Una vida entre Pradera y el servicio militar
Jeison Mena creció en los barrios Manuel José Ramírez, El Berlín y Las Vegas de Pradera, Valle del Cauca. Allí, en las aulas de la Institución Educativa Bello Horizonte, forjó amistades que aún lo recuerdan por su estatura imponente y su carácter amable. "Él era un hombre muy tranquilo, era 'Don Risitas', todo era risa", relató su hermana Dayana a medios locales, describiéndolo como un hombre "grande y acuerpado", cuya presencia física solo era superada por su generosidad.
Hace nueve años, Jeison decidió enfocar su disciplina en el Ejército Nacional. Su carrera militar lo llevó a radicarse primero en Bogotá, luego en Soacha, Cundinamarca, y finalmente en Puerto Leguízamo, Putumayo. En cada uno de estos lugares se convirtió en una figura querida por la comunidad, manteniendo siempre un vínculo fuerte con su familia a pesar de la distancia y los riesgos de su labor.
El soldado solidario y sus proyectos truncados
En su entorno familiar y social, Jeison dejó una imagen de solidaridad y compromiso. Mantenía una relación especialmente cercana con su madre, Dora Hurtado, de quien siempre estuvo pendiente. Según su hermana Dayana, Jeison constantemente enviaba regalos y mensajes de apoyo a su madre, asegurándose de que en casa nunca faltara lo necesario. "Era un hombre ejemplar; nadie tuvo quejas de él", añade su familia.
Para Jeison, el servicio militar no era solo un deber, sino el medio para alcanzar metas claras. Su hermana recuerda con precisión los anhelos que él compartía frecuentemente: "Quería comprar una casa grande en Soacha y una moto todoterreno de color blanco con rojo. Él siempre publicaba sobre eso; era un hombre muy echado para adelante, muy ayudador y muy humilde", explica Dayana.
La última comunicación y la angustia familiar
La última comunicación de Jeison ocurrió la misma mañana del accidente. Llamó a su madre para darle una noticia que lo llenaba de ilusión: le habían informado que sería trasladado a Bogotá, lo que significaba estar más cerca de sus proyectos y de su círculo social en Soacha. Sin embargo, horas después, el vuelo del FAC-1016 se accidentó en las selvas del Putumayo.

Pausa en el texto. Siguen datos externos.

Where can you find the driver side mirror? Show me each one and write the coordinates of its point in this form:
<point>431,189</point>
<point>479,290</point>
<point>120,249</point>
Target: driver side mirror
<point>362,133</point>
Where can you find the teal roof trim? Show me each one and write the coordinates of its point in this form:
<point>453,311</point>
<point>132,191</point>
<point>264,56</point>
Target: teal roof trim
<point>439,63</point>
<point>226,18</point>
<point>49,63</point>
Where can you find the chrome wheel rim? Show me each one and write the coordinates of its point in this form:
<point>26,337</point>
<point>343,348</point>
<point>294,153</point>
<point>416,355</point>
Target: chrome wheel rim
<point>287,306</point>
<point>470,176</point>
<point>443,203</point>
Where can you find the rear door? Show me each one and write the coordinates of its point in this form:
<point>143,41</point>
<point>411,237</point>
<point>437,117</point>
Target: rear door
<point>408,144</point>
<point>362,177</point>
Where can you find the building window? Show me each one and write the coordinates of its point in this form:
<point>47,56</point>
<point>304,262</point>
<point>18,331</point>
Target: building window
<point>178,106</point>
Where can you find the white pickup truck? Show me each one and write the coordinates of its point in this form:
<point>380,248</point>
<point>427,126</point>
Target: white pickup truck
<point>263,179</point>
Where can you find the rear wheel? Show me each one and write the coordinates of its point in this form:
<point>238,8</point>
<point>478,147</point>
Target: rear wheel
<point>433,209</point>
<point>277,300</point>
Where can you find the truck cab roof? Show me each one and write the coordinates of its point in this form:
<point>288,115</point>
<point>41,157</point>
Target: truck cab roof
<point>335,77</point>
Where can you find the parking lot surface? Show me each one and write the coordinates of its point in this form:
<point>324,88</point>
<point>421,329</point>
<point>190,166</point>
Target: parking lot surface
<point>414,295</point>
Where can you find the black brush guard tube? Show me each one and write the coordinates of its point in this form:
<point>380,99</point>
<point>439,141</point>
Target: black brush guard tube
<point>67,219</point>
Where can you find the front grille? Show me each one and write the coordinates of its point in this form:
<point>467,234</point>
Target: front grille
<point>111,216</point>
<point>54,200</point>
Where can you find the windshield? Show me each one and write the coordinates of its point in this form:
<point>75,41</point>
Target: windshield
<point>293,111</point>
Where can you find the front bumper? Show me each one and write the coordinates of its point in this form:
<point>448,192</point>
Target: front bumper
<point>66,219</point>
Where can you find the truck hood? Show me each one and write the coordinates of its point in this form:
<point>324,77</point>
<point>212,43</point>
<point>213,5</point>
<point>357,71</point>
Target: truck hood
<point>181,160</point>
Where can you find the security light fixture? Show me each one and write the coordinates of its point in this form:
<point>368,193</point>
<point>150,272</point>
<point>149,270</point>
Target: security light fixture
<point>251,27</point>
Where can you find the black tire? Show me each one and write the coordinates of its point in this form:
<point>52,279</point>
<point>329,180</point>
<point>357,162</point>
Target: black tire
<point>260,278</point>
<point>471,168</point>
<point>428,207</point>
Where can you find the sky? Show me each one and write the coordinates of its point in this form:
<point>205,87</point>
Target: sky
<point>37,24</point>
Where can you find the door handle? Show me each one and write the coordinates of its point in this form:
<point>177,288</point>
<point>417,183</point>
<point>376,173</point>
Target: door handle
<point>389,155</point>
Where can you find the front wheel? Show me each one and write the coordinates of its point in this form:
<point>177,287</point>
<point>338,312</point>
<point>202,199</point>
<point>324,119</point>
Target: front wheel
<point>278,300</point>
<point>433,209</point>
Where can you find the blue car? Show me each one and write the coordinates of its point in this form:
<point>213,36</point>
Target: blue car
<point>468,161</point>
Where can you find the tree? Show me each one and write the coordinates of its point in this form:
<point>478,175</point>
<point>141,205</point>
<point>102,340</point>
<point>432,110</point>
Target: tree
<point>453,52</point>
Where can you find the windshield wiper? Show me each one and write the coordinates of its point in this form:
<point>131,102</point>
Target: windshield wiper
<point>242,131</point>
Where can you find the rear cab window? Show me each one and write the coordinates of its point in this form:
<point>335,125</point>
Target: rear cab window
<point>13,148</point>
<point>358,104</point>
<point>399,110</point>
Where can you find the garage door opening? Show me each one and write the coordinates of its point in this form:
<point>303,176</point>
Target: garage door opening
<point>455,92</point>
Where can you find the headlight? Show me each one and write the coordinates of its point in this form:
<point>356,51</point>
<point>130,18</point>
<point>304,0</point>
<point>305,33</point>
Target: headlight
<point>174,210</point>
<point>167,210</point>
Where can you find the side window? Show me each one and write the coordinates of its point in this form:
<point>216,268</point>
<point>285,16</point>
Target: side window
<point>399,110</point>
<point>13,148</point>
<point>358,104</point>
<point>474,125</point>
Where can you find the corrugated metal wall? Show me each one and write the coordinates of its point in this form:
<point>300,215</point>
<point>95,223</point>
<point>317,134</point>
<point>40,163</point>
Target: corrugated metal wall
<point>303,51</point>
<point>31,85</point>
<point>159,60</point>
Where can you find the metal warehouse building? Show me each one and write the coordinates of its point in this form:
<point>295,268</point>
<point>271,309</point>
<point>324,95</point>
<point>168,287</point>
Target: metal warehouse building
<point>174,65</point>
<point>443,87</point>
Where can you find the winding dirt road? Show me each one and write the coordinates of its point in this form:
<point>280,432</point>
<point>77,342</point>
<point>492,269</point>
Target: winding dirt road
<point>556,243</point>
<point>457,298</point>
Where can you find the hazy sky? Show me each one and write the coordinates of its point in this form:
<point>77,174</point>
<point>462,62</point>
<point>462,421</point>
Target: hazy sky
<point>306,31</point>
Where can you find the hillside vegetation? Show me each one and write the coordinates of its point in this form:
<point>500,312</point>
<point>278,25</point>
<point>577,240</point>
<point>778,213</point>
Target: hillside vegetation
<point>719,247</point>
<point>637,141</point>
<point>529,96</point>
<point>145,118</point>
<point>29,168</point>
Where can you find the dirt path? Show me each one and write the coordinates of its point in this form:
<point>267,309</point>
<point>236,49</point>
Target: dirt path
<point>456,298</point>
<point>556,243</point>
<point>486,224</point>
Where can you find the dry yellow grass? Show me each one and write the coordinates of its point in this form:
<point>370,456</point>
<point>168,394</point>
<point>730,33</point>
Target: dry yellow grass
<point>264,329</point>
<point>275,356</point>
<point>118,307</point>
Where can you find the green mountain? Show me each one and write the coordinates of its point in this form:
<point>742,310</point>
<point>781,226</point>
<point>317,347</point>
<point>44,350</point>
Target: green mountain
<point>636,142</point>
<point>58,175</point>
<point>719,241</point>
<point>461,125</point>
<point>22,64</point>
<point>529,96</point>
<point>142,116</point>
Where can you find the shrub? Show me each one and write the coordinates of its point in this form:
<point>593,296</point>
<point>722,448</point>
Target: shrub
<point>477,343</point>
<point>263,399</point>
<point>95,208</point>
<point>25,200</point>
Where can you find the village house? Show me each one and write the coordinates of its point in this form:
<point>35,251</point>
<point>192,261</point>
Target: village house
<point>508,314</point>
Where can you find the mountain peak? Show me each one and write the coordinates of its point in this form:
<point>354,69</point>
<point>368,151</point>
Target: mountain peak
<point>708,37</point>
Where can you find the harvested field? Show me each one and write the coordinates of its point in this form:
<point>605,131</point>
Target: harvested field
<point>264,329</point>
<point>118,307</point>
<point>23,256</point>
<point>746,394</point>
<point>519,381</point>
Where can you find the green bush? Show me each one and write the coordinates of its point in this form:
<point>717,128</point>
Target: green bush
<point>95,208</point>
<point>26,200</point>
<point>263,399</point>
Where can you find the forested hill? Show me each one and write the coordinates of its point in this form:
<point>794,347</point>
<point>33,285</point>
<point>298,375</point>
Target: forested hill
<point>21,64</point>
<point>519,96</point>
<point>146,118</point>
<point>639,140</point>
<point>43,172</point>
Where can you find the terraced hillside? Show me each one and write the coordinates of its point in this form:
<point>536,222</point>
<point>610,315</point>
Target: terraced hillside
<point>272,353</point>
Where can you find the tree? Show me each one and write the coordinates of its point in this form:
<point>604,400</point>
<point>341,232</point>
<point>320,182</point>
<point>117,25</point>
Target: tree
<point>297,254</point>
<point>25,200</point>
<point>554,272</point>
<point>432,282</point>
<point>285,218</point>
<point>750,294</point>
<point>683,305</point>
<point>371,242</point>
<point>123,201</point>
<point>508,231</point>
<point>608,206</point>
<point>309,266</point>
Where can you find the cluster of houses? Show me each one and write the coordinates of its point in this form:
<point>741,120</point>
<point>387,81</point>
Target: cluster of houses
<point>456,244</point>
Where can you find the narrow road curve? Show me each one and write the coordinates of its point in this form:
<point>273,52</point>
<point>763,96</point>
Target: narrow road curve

La tranquilidad en Pradera se rompió cuando la familia escuchó en las noticias sobre el siniestro de un Hércules en Putumayo. La angustia se apoderó de los Mena Hurtado al no saber si ese era el avión en el que él viajaba. Intentaron comunicarse repetidamente, pero el silencio al otro lado de la línea fue absoluto.
Horas de incertidumbre y confirmación final
Durante las primeras horas de confusión, la incertidumbre fue devastadora para la familia. Mientras se confirmaban los decesos, Jeison figuraba inicialmente como el último desaparecido de la lista oficial. La esperanza de encontrarlo con vida se mantuvo hasta el último minuto, cuando finalmente las autoridades confirmaron el hallazgo de su cuerpo.
Con Jeison Mena, se completó la lamentable cifra de 70 muertos en el accidente aéreo. Su familia queda con el recuerdo de su risa contagiosa, su carácter solidario y los proyectos que no alcanzó a concretar. Un soldado que, como otros 69 compañeros, entregó su vida en servicio a Colombia, dejando atrás historias de sacrificio y sueños truncados por una tragedia que conmocionó al país entero.